Глава 5

Утро у меня началось, как обычно — с чтения утренних газет под кофе.

Да, есть такая привычная милота в Москве, даже в этом времени.

И должен сказать, что газетные вести меня изрядно порадовали. Особенно те, где говорилось про открытие нового металла одним из великих учёных нашего времени, а так же про то, что банк Франции уже на полном серьёзе изучает алюминий, как возможную частичную замену своему золотому запасу.

Что характерно — обо мне ни слова. Скромный учёный явно постеснялся сказать, с чьих слов ему вдруг идея в голову пришла, видимо расценив это, как вмешательство свыше.

А у меня уже руки чешутся. Наживка заготовлена и опробована, но пока ярко выраженной поклёвки не наблюдается.

Придётся ждать, когда наша заготовка сработает, чтобы потом вдумчиво обменять пару тонн алюминия тонн на пять золотых слитков.

Мошенничество?
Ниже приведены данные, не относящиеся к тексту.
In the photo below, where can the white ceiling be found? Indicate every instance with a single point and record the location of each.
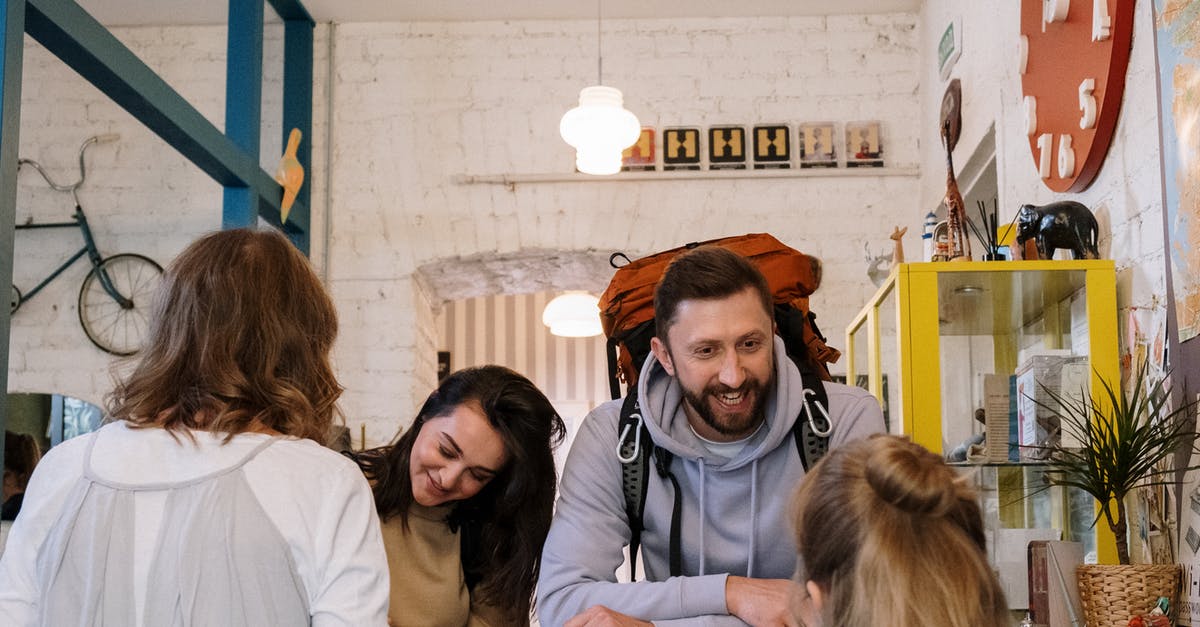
(133, 12)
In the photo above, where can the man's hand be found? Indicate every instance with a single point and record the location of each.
(765, 602)
(603, 616)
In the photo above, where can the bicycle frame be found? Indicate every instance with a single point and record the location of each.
(89, 249)
(81, 220)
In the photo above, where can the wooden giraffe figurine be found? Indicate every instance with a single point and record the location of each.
(289, 175)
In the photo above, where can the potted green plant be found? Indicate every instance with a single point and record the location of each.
(1125, 441)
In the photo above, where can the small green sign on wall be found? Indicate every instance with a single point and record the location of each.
(949, 48)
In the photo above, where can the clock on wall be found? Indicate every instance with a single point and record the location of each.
(1073, 59)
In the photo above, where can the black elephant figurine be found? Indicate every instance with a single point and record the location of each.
(1059, 225)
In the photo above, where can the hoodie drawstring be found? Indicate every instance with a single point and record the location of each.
(702, 517)
(754, 513)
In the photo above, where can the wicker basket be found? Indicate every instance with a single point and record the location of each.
(1111, 595)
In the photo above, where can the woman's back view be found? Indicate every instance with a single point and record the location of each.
(209, 502)
(889, 535)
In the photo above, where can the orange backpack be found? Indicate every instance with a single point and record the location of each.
(627, 306)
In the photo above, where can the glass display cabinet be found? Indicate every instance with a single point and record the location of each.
(959, 351)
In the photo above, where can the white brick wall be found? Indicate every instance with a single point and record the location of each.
(415, 106)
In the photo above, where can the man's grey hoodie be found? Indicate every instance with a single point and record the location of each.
(735, 515)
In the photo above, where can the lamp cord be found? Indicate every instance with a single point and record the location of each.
(599, 52)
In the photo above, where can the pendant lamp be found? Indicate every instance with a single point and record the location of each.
(600, 127)
(573, 315)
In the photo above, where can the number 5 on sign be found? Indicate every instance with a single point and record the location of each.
(1087, 103)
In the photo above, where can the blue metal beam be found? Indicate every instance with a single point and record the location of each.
(292, 11)
(244, 102)
(85, 46)
(12, 41)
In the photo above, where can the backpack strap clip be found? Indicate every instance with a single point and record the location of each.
(628, 452)
(820, 431)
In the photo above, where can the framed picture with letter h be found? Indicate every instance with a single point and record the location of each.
(817, 145)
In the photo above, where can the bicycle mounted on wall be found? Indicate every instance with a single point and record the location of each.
(115, 297)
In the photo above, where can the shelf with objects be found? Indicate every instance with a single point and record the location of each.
(959, 351)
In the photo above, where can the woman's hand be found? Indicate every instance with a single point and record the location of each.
(603, 616)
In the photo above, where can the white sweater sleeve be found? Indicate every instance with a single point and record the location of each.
(352, 587)
(45, 496)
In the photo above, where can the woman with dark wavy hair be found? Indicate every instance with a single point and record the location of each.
(466, 496)
(209, 497)
(21, 455)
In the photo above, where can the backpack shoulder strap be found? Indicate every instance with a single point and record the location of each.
(634, 449)
(813, 425)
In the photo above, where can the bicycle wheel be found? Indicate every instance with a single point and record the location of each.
(111, 327)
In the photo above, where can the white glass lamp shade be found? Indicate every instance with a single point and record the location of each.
(573, 315)
(599, 130)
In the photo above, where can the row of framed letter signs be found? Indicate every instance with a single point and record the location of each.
(759, 147)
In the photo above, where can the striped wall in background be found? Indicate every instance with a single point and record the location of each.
(508, 330)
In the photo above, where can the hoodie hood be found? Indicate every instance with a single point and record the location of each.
(661, 405)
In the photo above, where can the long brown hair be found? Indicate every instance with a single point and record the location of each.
(240, 335)
(893, 536)
(507, 523)
(21, 457)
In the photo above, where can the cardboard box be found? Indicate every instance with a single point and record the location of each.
(1054, 592)
(1037, 424)
(996, 417)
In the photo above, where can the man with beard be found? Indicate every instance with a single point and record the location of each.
(721, 395)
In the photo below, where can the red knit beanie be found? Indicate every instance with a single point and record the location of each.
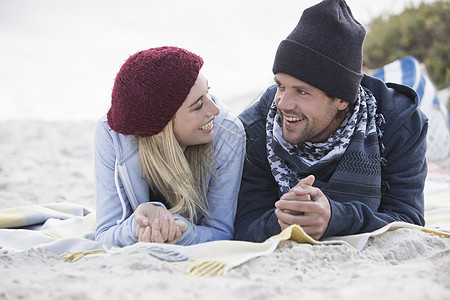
(150, 87)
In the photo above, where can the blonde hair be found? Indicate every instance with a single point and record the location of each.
(181, 177)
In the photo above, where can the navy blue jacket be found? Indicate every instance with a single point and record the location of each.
(396, 193)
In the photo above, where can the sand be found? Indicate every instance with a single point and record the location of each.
(44, 162)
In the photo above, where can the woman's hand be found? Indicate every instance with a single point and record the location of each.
(157, 225)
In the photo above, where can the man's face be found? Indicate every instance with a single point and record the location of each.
(307, 113)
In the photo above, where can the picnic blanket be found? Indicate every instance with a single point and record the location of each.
(68, 230)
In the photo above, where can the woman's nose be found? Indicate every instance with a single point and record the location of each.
(213, 109)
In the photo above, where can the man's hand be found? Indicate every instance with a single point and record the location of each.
(305, 206)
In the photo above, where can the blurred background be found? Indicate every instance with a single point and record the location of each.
(58, 58)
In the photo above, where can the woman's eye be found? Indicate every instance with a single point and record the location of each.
(200, 105)
(280, 86)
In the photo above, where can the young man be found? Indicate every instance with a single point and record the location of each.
(329, 148)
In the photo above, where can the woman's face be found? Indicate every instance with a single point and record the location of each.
(193, 121)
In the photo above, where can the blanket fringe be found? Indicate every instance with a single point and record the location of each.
(206, 268)
(75, 256)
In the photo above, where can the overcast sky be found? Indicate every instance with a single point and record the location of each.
(58, 58)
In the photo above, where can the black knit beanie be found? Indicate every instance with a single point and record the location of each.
(325, 50)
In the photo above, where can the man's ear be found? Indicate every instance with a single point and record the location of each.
(342, 104)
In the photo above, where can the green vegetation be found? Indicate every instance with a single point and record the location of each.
(423, 32)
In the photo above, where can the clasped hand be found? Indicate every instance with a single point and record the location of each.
(306, 206)
(156, 224)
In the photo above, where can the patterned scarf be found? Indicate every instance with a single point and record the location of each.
(362, 118)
Вовсе нет. Это мы с моим тульпой, Виктором Ивановичем, банально монетизируем послезнание и безграмотность французских банкиров. Кто им мешал узнать, что алюминия у нас на планете — просто завались сколько, в отличии от того же золота или платины.


Собственно, про алюминий в газете было сказано мало. Этак, с половину не самой большой колонки и далеко не на самом видном месте.

Зато интерес высочайших особ к самолёту, а также про их полёты над Москвой журналисты расписали, как про эпохальное событие.

А вот то, что «Сказки Пушкина» были упомянуты лишь раз, и то, в связи со сбросом страниц над Царской Площадью — это обидно. Отчего-то не ценят неконфликтного меня, как величайшего поэта. И у меня есть тому объяснение, но вот Алёне Вадимовне, которая свято убеждена в том, что «Пушкин — наше всё», оно не понравится.

На самом деле секрет популярности публичных лиц довольно прост и циничен. Как когда-то сказал один из известных персонажей из моего прошлого мира: — «Пусть про меня пишут любое дерьмо, лишь бы не переставали писать».

За точность цитаты не ручаюсь, но смысл был именно такой.

Говоря простым языком, мне, как автору, не хватает скандальности. Собственно, лично меня это мало волнует. Как бы то ни было, а понемногу мы представим творчество Пушкина народу, хотя бы в рамках школьной программы моего мира.

А уж там — взлетит или не взлетит, пусть народ сам решает.

­

Моё благостное утреннее ничегонеделание было недолгим.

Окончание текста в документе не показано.